I have a numpy array of 100 predicted values called first_100. If I convert these to a dataframe they are indexed as 0,1,2 etc. However, the predictions are for values that are in random indexed order, 66,201,32 etc. I want to be able to put the actual values and the predictions in the same dataframe, but I'm really struggling.

The real values are in a dataframe called first_100_train. I've tried the following:

pd.concat([first_100, first_100_train], axis=1)

This doesn't work and for some reason returns the entire dataframe and indexed from 0 so there are lots of NaNs...

first_100_train['Prediction'] = first_100[0]

This is almost what I want, but again because the indexes are different the data doesn't match up.

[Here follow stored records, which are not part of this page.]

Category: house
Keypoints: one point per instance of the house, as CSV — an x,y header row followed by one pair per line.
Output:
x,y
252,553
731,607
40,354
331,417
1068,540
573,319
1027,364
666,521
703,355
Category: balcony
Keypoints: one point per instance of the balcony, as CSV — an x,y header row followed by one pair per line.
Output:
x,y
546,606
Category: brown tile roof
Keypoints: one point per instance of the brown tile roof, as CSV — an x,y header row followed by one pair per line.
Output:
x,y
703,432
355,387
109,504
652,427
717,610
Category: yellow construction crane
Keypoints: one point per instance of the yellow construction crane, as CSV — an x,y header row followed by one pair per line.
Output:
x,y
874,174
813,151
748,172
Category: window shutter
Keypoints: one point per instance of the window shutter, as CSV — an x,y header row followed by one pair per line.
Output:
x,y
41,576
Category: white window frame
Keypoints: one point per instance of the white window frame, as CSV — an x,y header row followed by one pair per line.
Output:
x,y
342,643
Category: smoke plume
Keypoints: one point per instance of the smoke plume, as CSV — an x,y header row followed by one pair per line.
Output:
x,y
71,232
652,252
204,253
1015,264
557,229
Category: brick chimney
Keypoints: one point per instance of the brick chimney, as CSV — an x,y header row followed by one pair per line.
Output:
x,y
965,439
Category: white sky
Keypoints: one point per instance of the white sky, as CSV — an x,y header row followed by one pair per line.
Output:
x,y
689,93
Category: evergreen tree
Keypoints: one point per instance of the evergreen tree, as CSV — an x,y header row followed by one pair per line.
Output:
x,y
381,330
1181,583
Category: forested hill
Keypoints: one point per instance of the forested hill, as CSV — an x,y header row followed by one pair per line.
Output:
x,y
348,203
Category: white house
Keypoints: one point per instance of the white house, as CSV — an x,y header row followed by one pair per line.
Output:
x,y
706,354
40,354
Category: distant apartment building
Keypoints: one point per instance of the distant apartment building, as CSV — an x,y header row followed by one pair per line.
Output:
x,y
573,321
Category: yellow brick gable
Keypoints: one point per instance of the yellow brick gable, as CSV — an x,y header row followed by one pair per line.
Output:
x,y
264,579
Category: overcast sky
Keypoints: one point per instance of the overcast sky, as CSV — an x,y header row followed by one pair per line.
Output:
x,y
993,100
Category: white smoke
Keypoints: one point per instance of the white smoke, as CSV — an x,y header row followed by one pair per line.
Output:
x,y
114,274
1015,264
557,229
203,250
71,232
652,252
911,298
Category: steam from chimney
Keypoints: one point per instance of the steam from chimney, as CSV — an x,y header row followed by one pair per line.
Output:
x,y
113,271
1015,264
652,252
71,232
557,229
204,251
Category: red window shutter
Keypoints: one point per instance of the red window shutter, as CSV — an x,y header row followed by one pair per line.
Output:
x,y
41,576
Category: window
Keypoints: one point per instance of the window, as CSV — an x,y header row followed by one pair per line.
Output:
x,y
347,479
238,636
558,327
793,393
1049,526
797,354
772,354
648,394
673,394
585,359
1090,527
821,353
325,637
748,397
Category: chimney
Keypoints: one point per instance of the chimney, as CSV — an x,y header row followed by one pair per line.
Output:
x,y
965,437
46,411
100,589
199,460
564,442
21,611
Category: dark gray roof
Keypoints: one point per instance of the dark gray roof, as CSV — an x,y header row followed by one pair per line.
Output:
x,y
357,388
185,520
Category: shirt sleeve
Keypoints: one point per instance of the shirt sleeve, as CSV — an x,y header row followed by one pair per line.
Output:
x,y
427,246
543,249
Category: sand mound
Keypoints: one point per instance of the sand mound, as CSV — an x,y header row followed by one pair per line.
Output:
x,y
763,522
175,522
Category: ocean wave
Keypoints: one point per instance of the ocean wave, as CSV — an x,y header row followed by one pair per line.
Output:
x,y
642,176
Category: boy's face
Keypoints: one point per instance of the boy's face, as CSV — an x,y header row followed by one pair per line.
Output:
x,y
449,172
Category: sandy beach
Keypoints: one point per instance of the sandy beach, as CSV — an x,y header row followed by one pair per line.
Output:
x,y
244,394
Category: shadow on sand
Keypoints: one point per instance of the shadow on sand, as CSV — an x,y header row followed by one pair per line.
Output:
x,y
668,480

I'd really appreciate any suggestions.

EDIT: After managing to join the dataframes I now have this:

enter image description here

I'd like to be able to drop the final column...

Here is first_100.head()

enter image description here

and first_100_train.head()

enter image description here

The problem is that index 2 from first_100 actually corresponds to index 480 of first_100_train

1 Answers

0
jezrael On Best Solutions

Set default index values by DataFrame.reset_index and drop=True for correct alignment:

pd.concat([first_100.reset_index(drop=True), 
           first_100_train.reset_index(drop=True)], axis=1)

Or if first DataFrame have default RangeIndex solution is simplify:

pd.concat([first_100, 
           first_100_train.reset_index(drop=True)], axis=1)